Answer on Question#39839 - Chemistry - Other

Questions

1) If 56.0 mL of BaCl₂ solution is needed to precipitate all the sulfate ion in a 740 mg sample of Na₂SO₄, what is the molarity of the solution?

2) If 43.0 mL of 0.210 M HCl solution is needed to neutralize a solution of Ca(OH)₂, how many grams of Ca(OH)₂ must be in the solution?

Answer

1) The total chemical reaction of this process:

\mathrm{Na_2SO_4} + \mathrm{BaCl_2} = 2\mathrm{NaCl} + \mathrm{BaSO_4}

The molarity of a solution could be calculated according to the formula:

C_M = \frac{v}{V}

where v - moles of the solute, moles; V - volume of the solvent, l.

v = \frac{m}{M}

where m - mass of the solute, grams; M - molar mass of the solute, gram/moles.

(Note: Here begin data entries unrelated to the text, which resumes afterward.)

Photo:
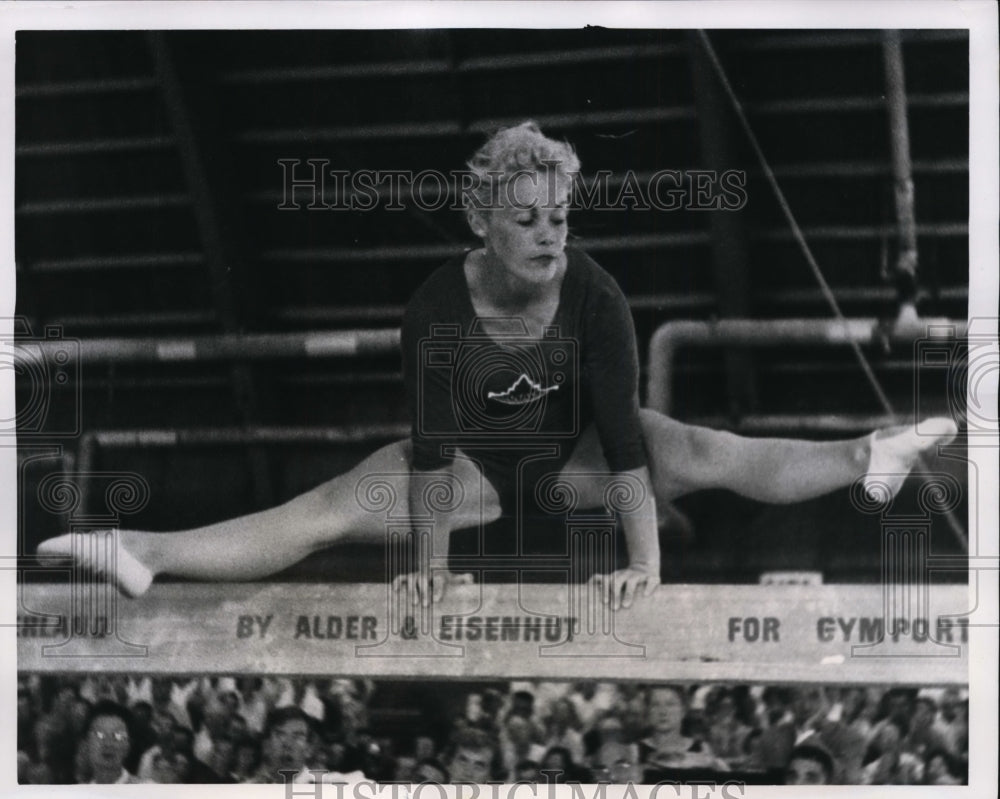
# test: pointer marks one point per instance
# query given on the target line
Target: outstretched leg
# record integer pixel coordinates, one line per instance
(351, 507)
(684, 458)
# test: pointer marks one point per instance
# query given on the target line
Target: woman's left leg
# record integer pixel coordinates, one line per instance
(685, 458)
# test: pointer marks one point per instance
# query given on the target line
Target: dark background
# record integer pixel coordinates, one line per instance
(147, 186)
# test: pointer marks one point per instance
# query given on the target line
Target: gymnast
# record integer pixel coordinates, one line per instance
(499, 432)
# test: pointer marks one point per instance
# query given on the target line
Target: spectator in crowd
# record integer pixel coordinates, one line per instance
(810, 721)
(882, 763)
(558, 767)
(520, 739)
(666, 746)
(247, 758)
(809, 764)
(287, 746)
(222, 758)
(431, 770)
(616, 762)
(108, 741)
(924, 736)
(910, 743)
(954, 722)
(726, 733)
(473, 758)
(941, 769)
(607, 732)
(562, 729)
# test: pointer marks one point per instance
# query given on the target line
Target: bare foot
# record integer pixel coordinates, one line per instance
(895, 451)
(103, 553)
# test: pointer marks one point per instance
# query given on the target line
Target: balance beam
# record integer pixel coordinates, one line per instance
(782, 634)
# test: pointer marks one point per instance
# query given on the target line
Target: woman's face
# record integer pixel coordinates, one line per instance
(526, 235)
(666, 710)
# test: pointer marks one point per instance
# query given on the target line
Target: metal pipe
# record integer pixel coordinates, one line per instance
(769, 332)
(153, 438)
(902, 167)
(252, 347)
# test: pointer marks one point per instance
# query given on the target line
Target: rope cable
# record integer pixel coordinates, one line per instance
(800, 239)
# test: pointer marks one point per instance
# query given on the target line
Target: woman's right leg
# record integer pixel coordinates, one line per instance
(351, 507)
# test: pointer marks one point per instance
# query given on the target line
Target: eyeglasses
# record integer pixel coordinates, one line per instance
(117, 737)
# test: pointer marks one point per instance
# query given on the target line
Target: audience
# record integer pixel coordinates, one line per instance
(251, 729)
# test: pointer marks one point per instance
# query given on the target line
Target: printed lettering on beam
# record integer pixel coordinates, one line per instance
(774, 633)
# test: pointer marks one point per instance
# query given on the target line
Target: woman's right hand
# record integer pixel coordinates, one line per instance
(423, 588)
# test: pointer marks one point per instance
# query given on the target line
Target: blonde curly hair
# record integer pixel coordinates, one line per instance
(516, 150)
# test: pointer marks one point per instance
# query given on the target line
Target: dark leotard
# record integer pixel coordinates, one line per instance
(515, 404)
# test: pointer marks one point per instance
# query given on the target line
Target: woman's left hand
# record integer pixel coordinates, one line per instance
(621, 586)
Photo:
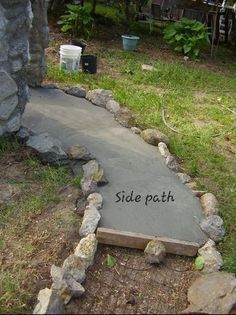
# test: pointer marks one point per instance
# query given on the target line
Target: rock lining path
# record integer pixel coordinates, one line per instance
(130, 165)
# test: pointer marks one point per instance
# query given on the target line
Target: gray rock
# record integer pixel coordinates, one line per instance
(49, 302)
(49, 149)
(125, 117)
(214, 227)
(13, 124)
(90, 221)
(191, 185)
(79, 152)
(49, 86)
(88, 186)
(23, 134)
(198, 193)
(86, 249)
(75, 266)
(99, 97)
(209, 204)
(184, 178)
(154, 137)
(94, 171)
(65, 285)
(7, 106)
(155, 252)
(95, 200)
(164, 151)
(112, 106)
(136, 130)
(39, 38)
(172, 164)
(212, 258)
(76, 91)
(213, 293)
(8, 86)
(76, 167)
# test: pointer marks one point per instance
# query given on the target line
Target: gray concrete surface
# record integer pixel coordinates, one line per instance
(130, 165)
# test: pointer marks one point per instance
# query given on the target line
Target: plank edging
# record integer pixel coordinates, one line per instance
(139, 241)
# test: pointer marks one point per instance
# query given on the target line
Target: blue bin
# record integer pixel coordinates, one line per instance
(130, 42)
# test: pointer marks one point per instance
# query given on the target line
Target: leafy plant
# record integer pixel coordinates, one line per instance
(186, 36)
(77, 20)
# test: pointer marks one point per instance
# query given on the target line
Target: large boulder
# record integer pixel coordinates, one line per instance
(48, 148)
(79, 152)
(99, 97)
(212, 258)
(93, 176)
(155, 252)
(154, 137)
(86, 249)
(75, 266)
(65, 285)
(209, 204)
(90, 221)
(213, 293)
(125, 118)
(76, 91)
(49, 302)
(213, 225)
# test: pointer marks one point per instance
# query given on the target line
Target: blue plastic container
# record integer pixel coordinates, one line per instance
(130, 42)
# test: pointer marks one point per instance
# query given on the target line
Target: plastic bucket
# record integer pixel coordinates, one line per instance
(130, 42)
(70, 57)
(89, 63)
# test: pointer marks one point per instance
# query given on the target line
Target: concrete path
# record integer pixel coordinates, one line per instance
(130, 165)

\begin{array}{l} M(\mathrm{Na_2SO_4}) = 142\ \mathrm{g/mol} \\ v(\mathrm{Na_2SO_4}) = \frac{0.74}{142} = 0.0052\ \mathrm{mol} \\ v(\mathrm{Na_2SO_4}) = v(\mathrm{BaCl_2}) = 0.0052\ \mathrm{mol} \\ C_M(\mathrm{BaCl_2}) = \frac{0.0052}{0.056} = 0.093\ \mathrm{M} \\ \end{array}

2) The total chemical reaction of this process:

2\mathrm{HCl} + \mathrm{Ca(OH)_2} = \mathrm{CaCl_2} + 2\mathrm{H_2O}

The molarity of a solution could be calculated according to the formula:

C _ {M} = \frac {v}{V}

where v- moles of the solute, moles; V-volume of the solvent, l.

According to this equation, the amount of moles is:

v = C _ {M} \cdot V

v (HCl) = 0.210 \cdot 0.043 = 0.0090 \text{ mol}

v \left(\mathrm{Ca(OH)}_2\right) = \frac {v (HCl)}{2} = \frac {0.0090}{2} = 0.0045 \text{ mol}

v = \frac {m}{M} \quad m = v \cdot M

where m-mass of the solute, grams; M-molar mass of the solute, gram/moles.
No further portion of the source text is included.